Threshold encryption with different sources

Dear all,

I have the following threshold use case (the classical MPC millionaire’s problem): Three parties wanting to compute the mean of their salaries but not wanting to reveal the private inputs to the others. Threshold FHE seems to be a good approach to solve this problem asynchronously, so I have started to implement the solution.

However, I found out that the shared public key is generated as follows:

  1. P1 generates a CKKS key pair (kp1) using the KeyGen() function.
  2. P2 then runs MultipartyKeyGen(kp1.publicKey) to generate their key pair.
  3. P3 finally runs MultipartyKeyGen(kp2.publicKey) to generate their key pair. The public key of this last key pair is the one used for encryption.

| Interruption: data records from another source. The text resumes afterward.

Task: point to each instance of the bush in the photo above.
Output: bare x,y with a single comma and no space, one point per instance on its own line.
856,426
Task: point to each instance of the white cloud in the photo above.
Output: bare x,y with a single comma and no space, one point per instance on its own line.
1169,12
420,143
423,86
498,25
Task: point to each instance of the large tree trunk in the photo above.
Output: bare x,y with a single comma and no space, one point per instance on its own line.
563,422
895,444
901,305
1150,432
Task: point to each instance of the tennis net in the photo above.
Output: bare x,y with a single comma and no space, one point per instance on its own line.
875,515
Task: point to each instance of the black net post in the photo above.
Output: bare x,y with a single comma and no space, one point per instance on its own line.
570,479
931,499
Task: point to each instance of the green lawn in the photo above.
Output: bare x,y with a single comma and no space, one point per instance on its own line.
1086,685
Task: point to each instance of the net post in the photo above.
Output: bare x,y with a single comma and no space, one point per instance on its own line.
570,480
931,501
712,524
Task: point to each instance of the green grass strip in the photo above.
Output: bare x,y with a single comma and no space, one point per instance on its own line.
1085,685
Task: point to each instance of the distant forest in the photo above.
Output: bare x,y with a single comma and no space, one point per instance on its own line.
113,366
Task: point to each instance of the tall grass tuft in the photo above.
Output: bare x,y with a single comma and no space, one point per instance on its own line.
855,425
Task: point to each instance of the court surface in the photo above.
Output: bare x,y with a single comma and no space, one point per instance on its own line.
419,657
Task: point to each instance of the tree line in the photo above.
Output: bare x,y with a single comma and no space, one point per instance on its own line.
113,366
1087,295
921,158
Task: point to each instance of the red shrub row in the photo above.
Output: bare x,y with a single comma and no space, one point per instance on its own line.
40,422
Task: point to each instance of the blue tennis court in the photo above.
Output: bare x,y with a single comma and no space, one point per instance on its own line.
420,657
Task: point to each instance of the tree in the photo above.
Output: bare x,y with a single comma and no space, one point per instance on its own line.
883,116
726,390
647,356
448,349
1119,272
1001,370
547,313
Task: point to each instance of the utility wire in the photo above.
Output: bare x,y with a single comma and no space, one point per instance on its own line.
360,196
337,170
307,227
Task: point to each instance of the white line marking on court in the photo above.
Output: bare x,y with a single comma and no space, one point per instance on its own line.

Thus, only P3 is obtaining the resulting (correct) public key, while P1 and P2 should receive it in order to encrypt their private salaries. There is a trust issue here because P3 could send another public key to them and make the threshold FHE protocol go wrong, or even worse, take advantage of it to learn from the other’s salaries.

In consequence, I searched for the theoretical protocol resource to study if there was another way to compute this shared key. I found out that the threshold protocol implemented in OpenFHE seems to be based on the protocol presented in this paper, where they explain that the shared key is no more than pk*=[sum(pk_i[0]), a], where pk_i[0] is the first component of the public key generated by party Pi, and a is a fixed value that all the partial public keys have as second components.

Considering that, it should be possible to change the above public key generation protocol and use the following:

  1. P1 generates a key pair kp1 using KeyGen() and sends kp1.publicKey to P2 and P3
  2. P2 generates a key pair kp2 using KeyGen() and sends kp2.publicKey to P1 and P3
  3. P3 generates a key pair kp3 using KeyGen() and sends kp3.publicKey to P1 and P2
  4. P1, P2 and P3 compute the addition locally and obtain the shared public key.

Hence, I searched inside the OpenFHE MultiParty wrapper for a function allowing to perform additions of public keys and found out one: MultiAddPubKeys(pk1, pk2, tag). However, I do not know if this function gives me the functionality I am expecting…

It would be great to know if the above key generation protocol’s implementation is possible inside the OpenFHE implementation and, if so, how to do it exactly.

Sorry for the large explanation and thanks for reading,


MultiAddPubKeys adds two public keys where the random element is the same (common). It uses the random ring element from the first public key and adds the “encryptions” of secret shares. So yes, it can be be used for this scenario.

To generate public keys using a common random ring element, you can use MultipartyKeyGen and feed to it a public key that only contains the common ring element, i.e., create a public key that is set to (0,a), where a is a random ring element.

That is great to know! Is there any built-in function to create such a public key? Meaning a public key that only contains the common ring element (0, a).

Thanks in advance,


I think the easiest way is to create a public key using a constructor (with cryptocontext) and then use SetPublicElements to set it to a vector of ring elements.

Another somewhat related function is IntMPBootRandomElementGen. I suggest looking at to see how it is typically used.